IE 7 vulnerability LOL....

[pradipudhaya]

A vulnerability has been discovered in Internet Explorer, which can be exploited by malicious people to disclose potentially sensitive information.

The vulnerability is caused due to an error in the handling of redirections for URLs with the "mhtml:" URI handler. This can be exploited to access documents served from another web site.

Source: *secunia.com/advisories/22477/

Take the vulnerability test here : *secunia.com/Internet_Explorer_Arbitrary_Content_Disclosure_Vulnerability_Test/

And the result haha ... lol
Your browser is vulnerable! The test retrieved content from news.google.com in the context of your browser.
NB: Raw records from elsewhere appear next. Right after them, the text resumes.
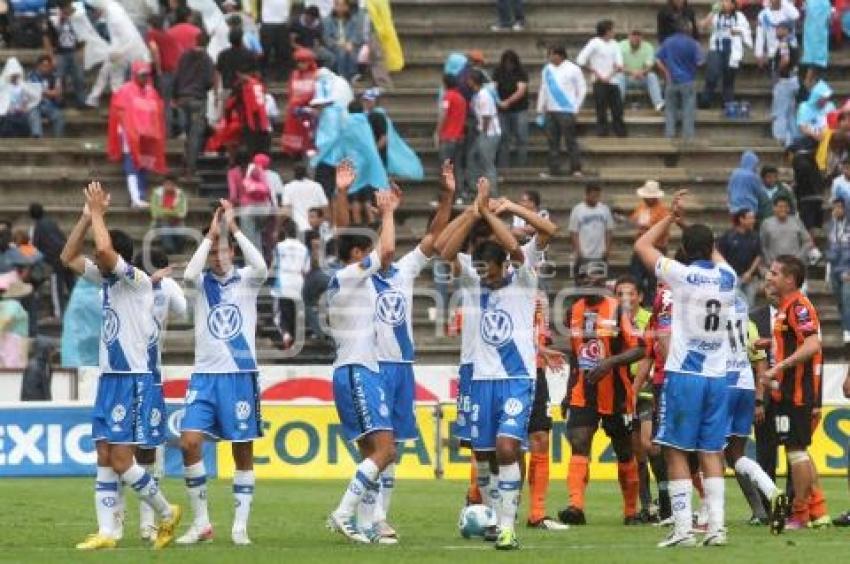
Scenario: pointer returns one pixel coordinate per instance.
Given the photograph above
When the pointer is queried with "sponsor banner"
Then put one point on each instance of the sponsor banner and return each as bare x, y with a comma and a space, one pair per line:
306, 442
54, 439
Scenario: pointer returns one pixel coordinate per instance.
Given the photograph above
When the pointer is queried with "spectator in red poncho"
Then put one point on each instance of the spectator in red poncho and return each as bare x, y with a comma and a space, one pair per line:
136, 132
297, 136
245, 120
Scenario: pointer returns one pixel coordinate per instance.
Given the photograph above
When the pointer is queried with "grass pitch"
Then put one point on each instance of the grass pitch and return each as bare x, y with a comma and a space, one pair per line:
42, 519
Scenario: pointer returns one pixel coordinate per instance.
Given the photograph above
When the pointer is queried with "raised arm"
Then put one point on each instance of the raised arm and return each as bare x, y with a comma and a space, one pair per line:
72, 254
444, 210
104, 254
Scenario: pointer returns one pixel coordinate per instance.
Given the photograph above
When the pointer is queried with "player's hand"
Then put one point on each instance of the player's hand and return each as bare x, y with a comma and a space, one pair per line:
448, 174
345, 175
228, 214
758, 416
97, 201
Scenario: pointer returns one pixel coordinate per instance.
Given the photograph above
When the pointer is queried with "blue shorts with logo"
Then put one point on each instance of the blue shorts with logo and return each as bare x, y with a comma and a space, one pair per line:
741, 409
500, 408
224, 406
464, 402
693, 413
400, 392
129, 409
361, 401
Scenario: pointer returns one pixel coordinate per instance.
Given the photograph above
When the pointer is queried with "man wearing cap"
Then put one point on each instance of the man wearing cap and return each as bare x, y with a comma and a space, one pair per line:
638, 62
649, 211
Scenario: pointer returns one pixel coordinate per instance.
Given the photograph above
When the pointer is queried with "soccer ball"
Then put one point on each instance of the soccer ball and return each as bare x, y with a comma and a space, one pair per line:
474, 519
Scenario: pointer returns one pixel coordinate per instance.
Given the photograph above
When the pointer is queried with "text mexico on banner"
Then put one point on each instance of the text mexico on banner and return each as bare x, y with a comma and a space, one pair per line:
307, 442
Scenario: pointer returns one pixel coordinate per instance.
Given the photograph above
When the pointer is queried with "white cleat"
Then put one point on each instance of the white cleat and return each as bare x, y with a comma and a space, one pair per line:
346, 527
673, 540
715, 539
196, 534
240, 537
148, 533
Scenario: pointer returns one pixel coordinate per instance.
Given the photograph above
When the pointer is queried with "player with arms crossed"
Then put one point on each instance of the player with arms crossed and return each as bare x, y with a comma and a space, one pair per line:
223, 397
126, 388
359, 395
795, 381
603, 345
693, 414
504, 360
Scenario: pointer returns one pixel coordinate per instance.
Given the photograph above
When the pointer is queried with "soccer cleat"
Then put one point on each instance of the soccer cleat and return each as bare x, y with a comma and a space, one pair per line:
239, 536
778, 512
547, 524
491, 534
673, 540
715, 539
346, 527
148, 533
572, 516
507, 540
97, 542
196, 534
822, 522
842, 520
165, 531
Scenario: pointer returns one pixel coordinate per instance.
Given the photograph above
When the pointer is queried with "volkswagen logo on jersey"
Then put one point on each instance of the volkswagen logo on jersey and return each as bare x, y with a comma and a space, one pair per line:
111, 325
496, 327
224, 321
590, 354
392, 307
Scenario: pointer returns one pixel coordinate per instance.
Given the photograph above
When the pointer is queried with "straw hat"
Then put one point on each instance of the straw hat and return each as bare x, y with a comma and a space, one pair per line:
650, 190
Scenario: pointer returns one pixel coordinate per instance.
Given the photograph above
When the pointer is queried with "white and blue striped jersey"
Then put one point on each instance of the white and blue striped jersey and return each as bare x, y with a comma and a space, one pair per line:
505, 346
167, 298
124, 332
351, 313
225, 312
703, 295
394, 305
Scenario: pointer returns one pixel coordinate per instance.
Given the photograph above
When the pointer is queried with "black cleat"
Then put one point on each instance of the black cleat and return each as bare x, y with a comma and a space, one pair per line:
572, 516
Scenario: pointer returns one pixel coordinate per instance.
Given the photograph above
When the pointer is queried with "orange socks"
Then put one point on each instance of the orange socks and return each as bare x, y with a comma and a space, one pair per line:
817, 503
577, 477
627, 473
538, 485
473, 494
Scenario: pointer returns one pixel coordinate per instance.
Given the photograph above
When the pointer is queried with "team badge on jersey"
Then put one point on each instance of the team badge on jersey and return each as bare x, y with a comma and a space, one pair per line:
496, 327
392, 307
111, 325
224, 321
590, 354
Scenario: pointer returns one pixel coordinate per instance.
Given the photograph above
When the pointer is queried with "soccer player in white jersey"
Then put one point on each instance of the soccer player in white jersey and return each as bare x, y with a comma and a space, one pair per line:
742, 334
360, 399
693, 415
223, 398
168, 299
125, 392
396, 353
504, 362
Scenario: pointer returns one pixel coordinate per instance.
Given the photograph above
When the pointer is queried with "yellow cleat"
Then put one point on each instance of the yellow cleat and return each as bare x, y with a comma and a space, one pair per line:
166, 528
96, 542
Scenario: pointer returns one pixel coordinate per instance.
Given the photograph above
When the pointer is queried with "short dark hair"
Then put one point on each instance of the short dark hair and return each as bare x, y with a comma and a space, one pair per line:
534, 196
347, 242
559, 49
768, 169
36, 211
792, 266
122, 243
603, 27
489, 251
698, 242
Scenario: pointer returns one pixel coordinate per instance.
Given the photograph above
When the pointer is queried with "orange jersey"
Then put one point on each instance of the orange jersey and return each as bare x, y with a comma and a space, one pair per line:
795, 320
599, 331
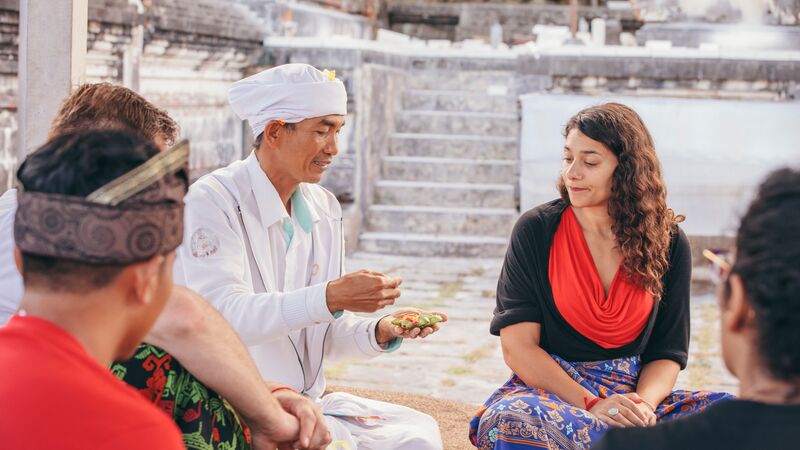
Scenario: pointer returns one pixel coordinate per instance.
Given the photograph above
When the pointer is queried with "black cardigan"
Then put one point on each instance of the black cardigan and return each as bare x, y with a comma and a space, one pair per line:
524, 295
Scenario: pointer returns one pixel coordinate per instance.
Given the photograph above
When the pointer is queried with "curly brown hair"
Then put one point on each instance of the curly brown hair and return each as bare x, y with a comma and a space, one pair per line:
643, 225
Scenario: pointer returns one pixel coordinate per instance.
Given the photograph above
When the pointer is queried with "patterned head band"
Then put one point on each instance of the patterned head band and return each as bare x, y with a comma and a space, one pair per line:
130, 219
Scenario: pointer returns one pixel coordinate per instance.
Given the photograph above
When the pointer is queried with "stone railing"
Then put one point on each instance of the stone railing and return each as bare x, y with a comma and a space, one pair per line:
721, 119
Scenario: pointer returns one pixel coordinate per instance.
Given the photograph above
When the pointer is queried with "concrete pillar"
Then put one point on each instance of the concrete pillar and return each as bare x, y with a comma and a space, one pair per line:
52, 60
132, 55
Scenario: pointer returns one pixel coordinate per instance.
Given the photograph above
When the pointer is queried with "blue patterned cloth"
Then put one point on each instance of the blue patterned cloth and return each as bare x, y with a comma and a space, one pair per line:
518, 416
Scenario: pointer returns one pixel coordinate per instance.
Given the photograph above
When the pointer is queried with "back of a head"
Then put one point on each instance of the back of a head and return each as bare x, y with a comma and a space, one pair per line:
768, 262
104, 105
77, 164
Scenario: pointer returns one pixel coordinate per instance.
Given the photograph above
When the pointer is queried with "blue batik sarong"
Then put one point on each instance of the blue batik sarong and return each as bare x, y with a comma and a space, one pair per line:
518, 416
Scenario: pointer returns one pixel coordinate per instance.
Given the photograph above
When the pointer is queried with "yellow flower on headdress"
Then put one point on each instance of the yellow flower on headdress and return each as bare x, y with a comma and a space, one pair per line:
330, 74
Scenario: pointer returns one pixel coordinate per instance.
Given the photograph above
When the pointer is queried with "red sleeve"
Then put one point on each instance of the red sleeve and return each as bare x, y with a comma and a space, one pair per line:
153, 435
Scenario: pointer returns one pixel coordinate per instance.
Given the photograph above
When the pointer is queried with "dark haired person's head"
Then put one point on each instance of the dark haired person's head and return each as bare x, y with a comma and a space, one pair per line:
104, 105
72, 166
760, 300
610, 161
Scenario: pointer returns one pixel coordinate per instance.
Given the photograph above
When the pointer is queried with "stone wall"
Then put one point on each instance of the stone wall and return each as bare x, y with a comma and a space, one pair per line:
745, 97
192, 51
291, 18
458, 21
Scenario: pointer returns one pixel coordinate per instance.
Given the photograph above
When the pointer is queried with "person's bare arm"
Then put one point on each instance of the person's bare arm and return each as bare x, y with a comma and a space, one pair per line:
199, 337
521, 351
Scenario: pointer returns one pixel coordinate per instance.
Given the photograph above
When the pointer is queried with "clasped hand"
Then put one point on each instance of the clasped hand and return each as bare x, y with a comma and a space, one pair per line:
632, 411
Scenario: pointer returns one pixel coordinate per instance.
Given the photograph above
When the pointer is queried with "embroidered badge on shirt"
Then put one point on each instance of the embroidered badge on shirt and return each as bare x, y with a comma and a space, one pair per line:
204, 243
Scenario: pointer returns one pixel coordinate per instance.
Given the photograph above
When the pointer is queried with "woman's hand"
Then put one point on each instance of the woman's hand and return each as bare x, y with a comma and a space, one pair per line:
619, 411
644, 407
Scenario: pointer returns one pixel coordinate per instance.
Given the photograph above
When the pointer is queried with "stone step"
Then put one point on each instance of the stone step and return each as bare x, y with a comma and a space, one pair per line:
418, 168
427, 193
476, 81
441, 220
453, 146
432, 244
464, 101
448, 122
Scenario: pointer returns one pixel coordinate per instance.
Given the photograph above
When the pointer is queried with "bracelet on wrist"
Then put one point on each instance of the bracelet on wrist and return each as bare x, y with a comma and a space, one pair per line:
283, 388
589, 402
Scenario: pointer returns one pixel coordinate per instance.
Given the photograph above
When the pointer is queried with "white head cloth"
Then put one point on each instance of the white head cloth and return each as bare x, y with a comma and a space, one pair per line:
291, 93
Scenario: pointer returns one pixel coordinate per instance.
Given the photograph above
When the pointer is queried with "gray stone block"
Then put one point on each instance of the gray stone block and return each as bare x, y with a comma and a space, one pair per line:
473, 80
391, 192
464, 101
448, 170
442, 219
453, 146
481, 124
432, 245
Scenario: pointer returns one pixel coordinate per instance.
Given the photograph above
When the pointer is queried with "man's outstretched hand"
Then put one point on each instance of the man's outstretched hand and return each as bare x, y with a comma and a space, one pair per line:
386, 330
This actually means that if you were logged into your bank account, any web site you are visiting would be able to retrieve confidential data from your bank. This could also be used to retrieve personal settings entered on sites like eBay or Paypal.

 

[[xubz]]

Hehehe.. And IE7 Final was Released Yesterday.. I Expect a Patch Soon

 

[pradipudhaya]

Hehehe.. And IE7 Final was Released Yesterday.. I Expect a Patch Soon

IE6 had the same vulnerability.....*secunia.com/advisories/19738/

 

[JGuru]

More vulnerabilities in IE are going to be discovered!!! For Hackers this is a very busy
time!!! Also Vista is going to be released soon. So it's a great treat is in the offing for Hackers!!

 

[aakash_mishra]

And more will be discovered soon.............

 

[rajat22]

Result (The result of the test will be displayed below)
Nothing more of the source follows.